But embracing trash containers will require trade-offs, including sacrificing more parking spots than were taken for outdoor dining or the city’s popular bike-share program — both of which stirred pockets of outrage.
The city’s sanitation commissioner, Jessica Tisch, said in a statement that sanitation officials were working hard to remove trash more quickly, including setting new hours for placing trash on the curb, and that trash containerization was the critical next step.
“Mayor Adams wants a permanent solution, something like what other global cities have that takes our sidewalks back from the black bags — and from the rats,” she said. “The detailed street-level analysis in this report shows, for the first time, that containerization — in the form of individual bins and shared containers — actually is viable across the vast majority of the five boroughs.”
The new trash program would look different across the city depending on the block. For a single-family home in eastern Queens, residents could be required to use individual bins for trash, recycling and compost.

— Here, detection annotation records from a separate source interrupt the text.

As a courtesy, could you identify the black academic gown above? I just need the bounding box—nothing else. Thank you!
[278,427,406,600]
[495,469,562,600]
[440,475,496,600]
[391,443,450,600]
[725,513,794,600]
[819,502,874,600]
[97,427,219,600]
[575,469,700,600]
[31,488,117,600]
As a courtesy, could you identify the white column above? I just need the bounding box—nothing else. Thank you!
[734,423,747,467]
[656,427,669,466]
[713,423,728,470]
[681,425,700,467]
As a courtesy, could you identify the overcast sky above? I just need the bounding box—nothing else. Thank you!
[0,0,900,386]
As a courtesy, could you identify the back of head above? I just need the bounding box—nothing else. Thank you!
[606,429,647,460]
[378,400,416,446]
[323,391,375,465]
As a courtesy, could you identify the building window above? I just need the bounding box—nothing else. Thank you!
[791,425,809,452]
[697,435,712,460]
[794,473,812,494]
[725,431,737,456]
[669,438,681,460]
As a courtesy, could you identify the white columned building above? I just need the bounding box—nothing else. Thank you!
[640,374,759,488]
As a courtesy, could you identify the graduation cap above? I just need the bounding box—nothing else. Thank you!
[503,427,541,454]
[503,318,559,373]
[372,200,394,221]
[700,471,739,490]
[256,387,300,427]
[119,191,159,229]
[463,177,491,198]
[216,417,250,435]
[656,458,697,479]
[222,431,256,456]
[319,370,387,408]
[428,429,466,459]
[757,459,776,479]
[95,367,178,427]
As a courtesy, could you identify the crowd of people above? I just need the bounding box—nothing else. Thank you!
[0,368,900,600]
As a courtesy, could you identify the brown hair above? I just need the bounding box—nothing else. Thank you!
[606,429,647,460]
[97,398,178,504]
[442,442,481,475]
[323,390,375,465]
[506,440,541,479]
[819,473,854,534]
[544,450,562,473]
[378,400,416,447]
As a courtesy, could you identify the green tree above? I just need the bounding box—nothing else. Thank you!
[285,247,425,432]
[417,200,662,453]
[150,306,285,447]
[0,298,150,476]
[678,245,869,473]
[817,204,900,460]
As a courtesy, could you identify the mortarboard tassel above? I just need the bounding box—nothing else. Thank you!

On a block lined with six-story apartment buildings in northern Manhattan, the street could get a dozen large aboveground containers — artist renderings suggest a cross between a dumpster and a giant laundry bin — placed in parking spaces.
By this fall, the city will start a major new pilot program in West Harlem, in Community Board 9, that will install large trash containers in parking spots on up to 10 residential blocks and at more than a dozen schools. On residential blocks, trash collection will double from three times a week to six.
At a time when Mr. Adams is cutting spending across city agencies, he included more than $5.6 million for the pilot program in his latest executive budget proposal — a sign of his commitment to the idea, city officials said.
Shaun Abreu, a City Council member who represents West Harlem, said in a statement that he was excited for the neighborhood to be a part of the pilot program and that it would “make a real difference and teach the city a lot about the path forward.”
The city’s 95-page new report examined trash containerization in cities across the world that have been experimenting with the idea for 15 years and analyzed the program’s feasibility in each neighborhood. In the United States, San Francisco and Chicago remove garbage bags from the streets, mostly using individual bins and Chicago’s famed alleyways which New York City does not have.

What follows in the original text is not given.